Please note that if make a row of data contain somthing that is larger than a page, this whole thing will break.

It's not pretty but you should be able to get it to work.

You could also do something like send the data into a MS word template which contains the logo in its header. That, however, would require anyone who want to print it to have MS Word, a Word viewer, or a Word browser plug-in.

Be aware, however, that you want to do any alignment in your CSS styles (as opposed to using HTML built-in syle attributes, as all of the HTML style atributes are being removed in HTML 5.0 in favor of using CSS formatting.


----------



## pepsi71ocean (Apr 2, 2008)

That goes into the webpage or a style sheet.

I have another question.  Is there a way to save a page with the information that is already entered into it. I'm using text boxes for example   

< input name="Text4" type="text" style="width: 163px" / >

And so is there a way to save the information that is entered into that text box.
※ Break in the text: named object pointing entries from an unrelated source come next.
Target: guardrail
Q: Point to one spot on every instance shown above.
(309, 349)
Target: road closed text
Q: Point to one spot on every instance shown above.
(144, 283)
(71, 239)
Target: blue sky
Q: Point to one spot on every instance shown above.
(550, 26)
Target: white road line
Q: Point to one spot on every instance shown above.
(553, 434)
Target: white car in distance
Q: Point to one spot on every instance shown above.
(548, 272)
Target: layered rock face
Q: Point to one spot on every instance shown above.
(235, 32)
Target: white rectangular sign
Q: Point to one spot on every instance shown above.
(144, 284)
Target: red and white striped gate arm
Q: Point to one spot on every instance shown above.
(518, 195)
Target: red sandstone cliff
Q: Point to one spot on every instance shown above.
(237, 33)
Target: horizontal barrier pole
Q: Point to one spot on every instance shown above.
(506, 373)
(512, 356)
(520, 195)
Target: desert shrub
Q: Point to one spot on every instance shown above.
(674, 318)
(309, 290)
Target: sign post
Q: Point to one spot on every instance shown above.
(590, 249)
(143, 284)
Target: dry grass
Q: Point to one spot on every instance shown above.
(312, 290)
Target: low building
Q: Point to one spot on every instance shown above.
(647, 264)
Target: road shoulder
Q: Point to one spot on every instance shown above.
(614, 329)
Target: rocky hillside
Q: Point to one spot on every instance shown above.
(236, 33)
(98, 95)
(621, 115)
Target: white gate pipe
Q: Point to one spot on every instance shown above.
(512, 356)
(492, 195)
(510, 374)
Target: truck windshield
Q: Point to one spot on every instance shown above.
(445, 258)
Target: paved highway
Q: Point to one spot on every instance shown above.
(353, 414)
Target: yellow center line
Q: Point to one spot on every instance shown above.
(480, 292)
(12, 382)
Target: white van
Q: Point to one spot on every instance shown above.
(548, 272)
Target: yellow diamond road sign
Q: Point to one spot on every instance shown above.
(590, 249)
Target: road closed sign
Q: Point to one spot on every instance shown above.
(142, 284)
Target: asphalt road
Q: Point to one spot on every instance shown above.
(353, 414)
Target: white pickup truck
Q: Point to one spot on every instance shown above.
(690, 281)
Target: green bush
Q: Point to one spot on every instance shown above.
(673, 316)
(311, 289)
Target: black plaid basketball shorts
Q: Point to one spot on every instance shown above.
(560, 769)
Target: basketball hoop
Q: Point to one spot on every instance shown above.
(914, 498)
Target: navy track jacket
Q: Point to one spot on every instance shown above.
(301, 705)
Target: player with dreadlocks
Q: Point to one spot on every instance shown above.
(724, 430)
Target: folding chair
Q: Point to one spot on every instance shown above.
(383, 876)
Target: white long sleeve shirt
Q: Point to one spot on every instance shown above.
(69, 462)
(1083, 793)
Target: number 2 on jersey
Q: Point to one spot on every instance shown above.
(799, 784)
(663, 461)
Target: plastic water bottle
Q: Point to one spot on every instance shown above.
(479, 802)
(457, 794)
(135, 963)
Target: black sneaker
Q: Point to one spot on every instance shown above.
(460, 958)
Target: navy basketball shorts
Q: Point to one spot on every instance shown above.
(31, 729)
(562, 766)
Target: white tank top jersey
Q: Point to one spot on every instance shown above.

Whenever i try to save the page it saves the page but it saves the blank page, without the text that was imputed.

EDIT: I also need to figure out how to include a decent login page. i built a login page but whenever i try to log onto the secure area of the site i won't let me do it on the login page, but instead it will force me to sign on with the separate password prompt box.


----------



## Kreij (Apr 2, 2008)

Okay, this gets a bit more complicated.
Are you trying to save the information to pass it to another page, or are you trying to save the information to last the entire session that the user is doing, or are you trying to save the information for future sessions?


----------



## pepsi71ocean (Apr 2, 2008)

Kreij said:


> Okay, this gets a bit more complicated.
> Are you trying to save the information to pass it to another page, or are you trying to save the information to last the entire session that the user is doing, or are you trying to save the information for future sessions?




My dad says that it needs to save it so you can then send it by efax. So far whenever i try to save it empties out the fields and the choices as well.


----------



## Kreij (Apr 2, 2008)

What type of file format does it have to be so you can e-fax it?
(ie. .doc, .pdf .... etc.)

I have the feeling this won't be very simple to do.


----------



## pepsi71ocean (Apr 7, 2008)

.pdf, preferably, sorry for the late reply. But there was a breath of fresh air back into Access, but that didn't last.


EDIT: you said something about sending it to MS Word, how can that be done? If it can be sent into Word then i'de rather it be in .doc format.


----------